The UK government tried to use fiscal policy to stimulate the economy but unfortunately ran up against the balance of payment constraint. This meant that the authorities were forced to repeatedly interrupt investment; this was done so in the pattern know as “stop-go”. The UK’s fiscal initiatives were poorly timed and this, along with other automatic fiscal stabilizers, made firms reluctant to invest in new technologies.The labour force in the UK also resisted the introduction of new techniques that threatened traditional practices and the conservative government at the time merely caved in to demands in order to prevent issues. As Eichengreen (2007, p125) so greatly states “the government became an engine of concession rather than change”.
Germany took a very different approach. The German government decided to maintain minimal interference. They worked to dismantle price controls and hence their monetary and fiscal stances were stable.This stability freed up resources for
investment helping them with contributions to GDP growth. In addition the government took the initiative in reducing corporate and personal income taxes so as to favour private saving that could be channeled into investment in Germany’s industries. That assisted the country in maintaining a comparative advantage.

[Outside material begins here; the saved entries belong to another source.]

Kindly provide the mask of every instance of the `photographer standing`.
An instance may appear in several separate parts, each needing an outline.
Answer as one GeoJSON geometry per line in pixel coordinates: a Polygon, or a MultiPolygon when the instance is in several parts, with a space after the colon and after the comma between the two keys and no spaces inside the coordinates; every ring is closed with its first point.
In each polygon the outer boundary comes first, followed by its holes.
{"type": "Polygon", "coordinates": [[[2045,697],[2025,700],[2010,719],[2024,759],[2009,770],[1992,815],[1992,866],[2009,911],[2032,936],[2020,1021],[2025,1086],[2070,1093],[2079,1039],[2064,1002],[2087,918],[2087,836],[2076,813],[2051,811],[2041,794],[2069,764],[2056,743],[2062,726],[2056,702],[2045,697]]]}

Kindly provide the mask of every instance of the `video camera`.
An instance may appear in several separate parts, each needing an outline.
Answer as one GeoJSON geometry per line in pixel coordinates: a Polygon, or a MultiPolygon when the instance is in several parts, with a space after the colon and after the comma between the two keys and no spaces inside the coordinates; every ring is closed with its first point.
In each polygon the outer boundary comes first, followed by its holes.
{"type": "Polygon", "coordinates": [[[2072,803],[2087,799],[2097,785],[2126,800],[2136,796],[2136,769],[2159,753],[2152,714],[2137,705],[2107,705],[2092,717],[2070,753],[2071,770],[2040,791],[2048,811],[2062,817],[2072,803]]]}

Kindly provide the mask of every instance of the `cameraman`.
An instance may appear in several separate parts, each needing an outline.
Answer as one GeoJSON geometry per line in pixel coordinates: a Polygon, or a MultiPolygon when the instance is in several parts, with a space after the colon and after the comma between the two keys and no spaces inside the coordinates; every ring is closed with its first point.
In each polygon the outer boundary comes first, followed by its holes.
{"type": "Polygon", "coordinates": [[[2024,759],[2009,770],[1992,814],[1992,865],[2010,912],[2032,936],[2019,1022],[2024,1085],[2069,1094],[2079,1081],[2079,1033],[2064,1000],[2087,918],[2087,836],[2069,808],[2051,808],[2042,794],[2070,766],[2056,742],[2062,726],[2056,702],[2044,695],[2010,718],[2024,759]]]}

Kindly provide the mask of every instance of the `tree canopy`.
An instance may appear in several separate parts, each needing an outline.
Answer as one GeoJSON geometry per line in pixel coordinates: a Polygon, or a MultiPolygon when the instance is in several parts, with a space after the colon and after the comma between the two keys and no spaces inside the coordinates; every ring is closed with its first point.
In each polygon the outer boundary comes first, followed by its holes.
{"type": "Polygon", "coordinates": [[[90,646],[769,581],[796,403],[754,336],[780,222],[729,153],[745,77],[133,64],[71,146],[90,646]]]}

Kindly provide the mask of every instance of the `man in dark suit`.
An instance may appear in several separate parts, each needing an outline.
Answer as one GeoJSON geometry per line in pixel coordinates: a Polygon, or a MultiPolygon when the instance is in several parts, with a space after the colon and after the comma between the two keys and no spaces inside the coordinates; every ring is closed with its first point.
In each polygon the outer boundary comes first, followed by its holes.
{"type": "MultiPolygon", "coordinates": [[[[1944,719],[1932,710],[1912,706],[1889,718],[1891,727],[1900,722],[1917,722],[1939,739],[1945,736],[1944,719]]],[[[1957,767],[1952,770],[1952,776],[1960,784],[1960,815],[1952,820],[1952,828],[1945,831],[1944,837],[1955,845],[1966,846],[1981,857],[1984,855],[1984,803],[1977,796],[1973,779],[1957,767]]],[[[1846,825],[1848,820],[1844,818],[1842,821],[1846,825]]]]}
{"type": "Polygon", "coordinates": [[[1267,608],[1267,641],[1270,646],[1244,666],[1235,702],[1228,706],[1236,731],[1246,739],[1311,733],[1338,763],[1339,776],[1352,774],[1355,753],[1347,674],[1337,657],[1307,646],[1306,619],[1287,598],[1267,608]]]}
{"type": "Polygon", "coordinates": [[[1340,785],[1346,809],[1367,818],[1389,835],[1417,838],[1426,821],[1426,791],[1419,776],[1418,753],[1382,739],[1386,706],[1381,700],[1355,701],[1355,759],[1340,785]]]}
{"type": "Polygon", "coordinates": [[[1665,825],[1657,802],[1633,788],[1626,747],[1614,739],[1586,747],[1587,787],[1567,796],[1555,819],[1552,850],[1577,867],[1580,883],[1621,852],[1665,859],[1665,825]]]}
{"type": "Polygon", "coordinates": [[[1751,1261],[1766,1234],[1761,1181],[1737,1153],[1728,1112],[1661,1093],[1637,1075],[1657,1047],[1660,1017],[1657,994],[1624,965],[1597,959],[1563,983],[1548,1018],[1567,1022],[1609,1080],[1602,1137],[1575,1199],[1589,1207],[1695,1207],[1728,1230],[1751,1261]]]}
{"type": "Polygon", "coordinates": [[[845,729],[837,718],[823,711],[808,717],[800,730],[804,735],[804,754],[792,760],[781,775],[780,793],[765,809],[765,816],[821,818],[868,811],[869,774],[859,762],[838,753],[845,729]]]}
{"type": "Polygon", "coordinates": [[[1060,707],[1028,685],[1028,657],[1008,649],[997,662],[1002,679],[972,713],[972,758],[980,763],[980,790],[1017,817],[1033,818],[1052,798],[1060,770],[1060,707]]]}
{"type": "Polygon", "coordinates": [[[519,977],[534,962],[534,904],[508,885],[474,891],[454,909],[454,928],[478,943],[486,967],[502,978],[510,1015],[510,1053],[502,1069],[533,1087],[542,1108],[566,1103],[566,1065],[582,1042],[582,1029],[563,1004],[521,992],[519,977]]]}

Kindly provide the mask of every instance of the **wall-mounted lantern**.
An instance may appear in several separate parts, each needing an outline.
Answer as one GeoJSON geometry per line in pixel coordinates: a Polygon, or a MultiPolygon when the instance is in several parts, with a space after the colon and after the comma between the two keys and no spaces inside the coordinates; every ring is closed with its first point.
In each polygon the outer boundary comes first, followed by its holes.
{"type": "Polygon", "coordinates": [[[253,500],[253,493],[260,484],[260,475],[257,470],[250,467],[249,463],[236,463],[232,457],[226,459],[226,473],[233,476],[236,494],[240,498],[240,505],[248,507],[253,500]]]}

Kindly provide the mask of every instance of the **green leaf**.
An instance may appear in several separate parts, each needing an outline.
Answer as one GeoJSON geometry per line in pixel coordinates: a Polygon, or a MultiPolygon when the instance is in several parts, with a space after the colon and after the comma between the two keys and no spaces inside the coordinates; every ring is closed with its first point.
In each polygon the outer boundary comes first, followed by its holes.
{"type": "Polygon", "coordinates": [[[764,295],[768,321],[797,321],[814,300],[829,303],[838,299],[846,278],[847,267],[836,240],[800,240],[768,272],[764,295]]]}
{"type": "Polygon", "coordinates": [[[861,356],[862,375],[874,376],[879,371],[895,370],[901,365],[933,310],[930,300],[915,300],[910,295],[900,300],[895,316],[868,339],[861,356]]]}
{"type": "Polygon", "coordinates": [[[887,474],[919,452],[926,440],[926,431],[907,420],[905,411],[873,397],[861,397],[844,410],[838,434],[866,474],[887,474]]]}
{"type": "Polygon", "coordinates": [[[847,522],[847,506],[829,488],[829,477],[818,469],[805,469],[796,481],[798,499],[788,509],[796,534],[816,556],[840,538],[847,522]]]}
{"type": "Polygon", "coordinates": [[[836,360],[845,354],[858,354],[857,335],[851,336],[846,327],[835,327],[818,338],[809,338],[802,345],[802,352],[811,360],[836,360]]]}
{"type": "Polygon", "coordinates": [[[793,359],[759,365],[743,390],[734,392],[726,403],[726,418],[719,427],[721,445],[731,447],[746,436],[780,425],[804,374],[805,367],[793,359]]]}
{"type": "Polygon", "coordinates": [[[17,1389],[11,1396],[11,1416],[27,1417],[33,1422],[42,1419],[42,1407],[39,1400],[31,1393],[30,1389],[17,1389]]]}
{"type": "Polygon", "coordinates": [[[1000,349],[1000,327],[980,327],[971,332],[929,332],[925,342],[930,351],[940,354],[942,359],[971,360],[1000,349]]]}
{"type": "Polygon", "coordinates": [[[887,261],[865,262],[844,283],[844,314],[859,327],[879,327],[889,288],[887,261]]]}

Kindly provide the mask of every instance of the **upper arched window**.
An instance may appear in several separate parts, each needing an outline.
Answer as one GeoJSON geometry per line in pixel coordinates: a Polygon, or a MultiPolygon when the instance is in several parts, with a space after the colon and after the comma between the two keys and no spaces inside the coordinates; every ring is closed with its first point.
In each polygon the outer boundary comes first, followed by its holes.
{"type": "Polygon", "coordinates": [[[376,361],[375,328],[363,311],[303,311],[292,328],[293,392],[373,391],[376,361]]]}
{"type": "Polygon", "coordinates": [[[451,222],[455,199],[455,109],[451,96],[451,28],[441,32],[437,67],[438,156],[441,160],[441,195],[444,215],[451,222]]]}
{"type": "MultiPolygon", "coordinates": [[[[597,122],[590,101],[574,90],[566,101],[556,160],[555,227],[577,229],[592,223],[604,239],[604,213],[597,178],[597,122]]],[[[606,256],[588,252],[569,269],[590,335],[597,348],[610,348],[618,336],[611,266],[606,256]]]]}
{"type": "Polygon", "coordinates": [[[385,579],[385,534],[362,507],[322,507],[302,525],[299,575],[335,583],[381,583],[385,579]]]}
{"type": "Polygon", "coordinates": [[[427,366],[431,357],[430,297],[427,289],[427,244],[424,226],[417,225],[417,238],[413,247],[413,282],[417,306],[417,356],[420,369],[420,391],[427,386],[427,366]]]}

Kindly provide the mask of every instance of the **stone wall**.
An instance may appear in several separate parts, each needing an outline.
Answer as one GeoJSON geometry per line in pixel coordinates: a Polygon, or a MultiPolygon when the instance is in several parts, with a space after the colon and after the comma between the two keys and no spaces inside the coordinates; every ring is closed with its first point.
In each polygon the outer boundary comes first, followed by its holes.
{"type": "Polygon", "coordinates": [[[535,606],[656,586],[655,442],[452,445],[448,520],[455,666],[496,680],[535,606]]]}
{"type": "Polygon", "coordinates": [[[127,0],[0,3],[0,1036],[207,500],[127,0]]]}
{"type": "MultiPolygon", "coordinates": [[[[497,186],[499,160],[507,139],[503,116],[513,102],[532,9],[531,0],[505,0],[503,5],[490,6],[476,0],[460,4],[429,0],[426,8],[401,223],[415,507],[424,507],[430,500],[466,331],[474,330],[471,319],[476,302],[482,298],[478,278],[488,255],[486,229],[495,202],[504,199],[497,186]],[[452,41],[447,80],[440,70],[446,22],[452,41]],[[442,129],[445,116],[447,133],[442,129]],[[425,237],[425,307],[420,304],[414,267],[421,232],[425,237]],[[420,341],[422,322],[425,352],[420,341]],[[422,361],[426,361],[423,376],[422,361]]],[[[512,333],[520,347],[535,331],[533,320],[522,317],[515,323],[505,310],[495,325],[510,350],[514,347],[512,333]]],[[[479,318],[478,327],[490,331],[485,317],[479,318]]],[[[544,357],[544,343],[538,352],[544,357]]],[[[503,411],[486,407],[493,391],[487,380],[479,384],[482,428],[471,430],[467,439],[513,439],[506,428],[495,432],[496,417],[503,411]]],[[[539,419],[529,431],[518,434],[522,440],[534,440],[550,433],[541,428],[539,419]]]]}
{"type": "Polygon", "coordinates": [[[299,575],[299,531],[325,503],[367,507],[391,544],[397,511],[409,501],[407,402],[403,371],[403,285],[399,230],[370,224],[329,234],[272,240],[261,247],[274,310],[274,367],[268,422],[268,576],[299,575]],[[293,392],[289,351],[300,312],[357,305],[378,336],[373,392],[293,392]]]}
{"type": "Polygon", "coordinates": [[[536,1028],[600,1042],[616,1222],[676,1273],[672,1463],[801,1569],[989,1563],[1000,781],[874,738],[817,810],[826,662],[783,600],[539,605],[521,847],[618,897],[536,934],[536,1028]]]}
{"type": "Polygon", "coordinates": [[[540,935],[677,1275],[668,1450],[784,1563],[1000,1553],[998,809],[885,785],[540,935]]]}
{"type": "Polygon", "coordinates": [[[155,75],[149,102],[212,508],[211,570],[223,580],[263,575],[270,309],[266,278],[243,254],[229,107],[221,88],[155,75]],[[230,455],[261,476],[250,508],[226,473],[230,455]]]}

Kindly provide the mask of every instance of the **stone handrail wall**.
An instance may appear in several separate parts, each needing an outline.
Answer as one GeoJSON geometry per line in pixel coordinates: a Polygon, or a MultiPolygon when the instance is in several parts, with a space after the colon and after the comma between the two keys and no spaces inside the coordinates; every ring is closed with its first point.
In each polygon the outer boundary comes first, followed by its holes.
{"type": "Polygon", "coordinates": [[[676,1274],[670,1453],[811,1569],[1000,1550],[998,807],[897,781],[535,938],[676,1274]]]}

As can be seen, Germany’s minimalist approach to interference and reduction of taxes led to stimulated investment, contributing to GDP. Meanwhile, the UK’s scrambled, poorly timed, fiscal interruptions made UK firms unwilling to invest in new technology.The different approaches of both governments highlights why GDP for Germany was so much more impressive than the UK in the Golden age. As can be seen from the earlier analysis, Germany’s outperformance of the UK was due to rapid export increases and also their ability to stimulate investment due to several factors explained previously. The labour force is a key input to growth and, with Germany’s capital availability for its workforce together with its high levels of investment and exports, impressive GDP figures emerged that largely dwarfed the UK.